Green Reit’s shares fell on Thursday amid fears over the property group’s planned €1.34 billion sale as, its UK suitor faces an unforeseen tax bill, estimated at up to €65 million, following measures introduced by in Budget 2020 this week.
The Dublin-listed company’s shares fell by as much as 2.5 per cent to €1.856 amid the highest level of trading activity since the takeover deal was first announced in mid-August.
However, sources familiar with the deal said that Henderson Park is locked in, as key deal conditions have been met, including competition authority approval and a nod from Green Reit shareholders, which was secured at an extraordinary general meeting on Monday, the eve of the budget. The sale is scheduled to be completed in November.
Shares
Henderson Park reached an accord on August 14th to buy Green Reit shares at €1.9135 a piece. It marked a 25 per cent increase on the stock’s closing price in mid-April, just before the Irish company put itself up for sale, claiming the market had persistently failed to appreciate its proper value.
Stock traders said that activity in the market on Thursday was driven by hedge funds that specialise in trading shares in companies involved in takeover situations. These merger arbitrage funds are pricing in an outside risk of the deal falling through, they said.
The level of Green Reit shares traded equated to more than 7 per cent of its entire stock count and represented about 10 times the average daily volume since the August announcement. The shares ended Thursday’s session down 1.2 per cent at €1.88.
Spokesmen for Green Reit and Henderson Park declined to comment.

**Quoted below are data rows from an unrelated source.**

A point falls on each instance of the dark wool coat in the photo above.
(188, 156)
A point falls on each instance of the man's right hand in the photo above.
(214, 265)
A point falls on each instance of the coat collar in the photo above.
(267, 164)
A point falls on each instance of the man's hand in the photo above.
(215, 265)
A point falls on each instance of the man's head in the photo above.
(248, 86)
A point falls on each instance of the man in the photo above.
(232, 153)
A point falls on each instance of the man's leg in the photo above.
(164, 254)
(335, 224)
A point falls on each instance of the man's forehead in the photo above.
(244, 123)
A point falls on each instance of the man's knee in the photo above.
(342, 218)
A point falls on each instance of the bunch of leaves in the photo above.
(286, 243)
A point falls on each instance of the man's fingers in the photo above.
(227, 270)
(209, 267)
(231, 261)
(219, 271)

Henderson Park faces an immediate €13.4 million stamp duty bill after the Green Reit deal goes through, after the Minister targeted the structure of the takeover deal – a so-called scheme of arrangement involving the cancellation of existing shares and issue of fresh stock by the seller – which previously got around a 1 per cent levy that applied to share transactions.
Tax
Market sources estimate that the UK firm will also likely be hit by a capital gains tax (CGT) charge of more than €50 million as a result of an additional crackdown on Reits that exit the market within 15 years of floating. Green Reit was the first such trust to list on the Dublin market within months of enabling legislation being passed in 2013 to encourage investors into long-term focused property investment vehicles.
While Reits are normally exempt from CGT on value increases of property within their portfolios, that relief evaporates if they are bought and cease to be a trust within 15 years of being established, according to new rules introduced within 12 hours of Budget 2020 being unveiled.
Documents relating to the planned Green Reit takeover do not disclose termination fees that would apply if Henderson Park walks away from the deal. However, such fees typically amount to about 1 per cent of the size of the transaction – the same level as the new stamp duty that the UK firm now faces.
Meanwhile, the budget also cracked down – without warning – on other vehicles used by overseas investment firms and high-net-worth individuals to hold property bought in Ireland following the crash.
“Ireland’s a less friendly place for property investors to put their money than it was,” said one market source, who declined to be named.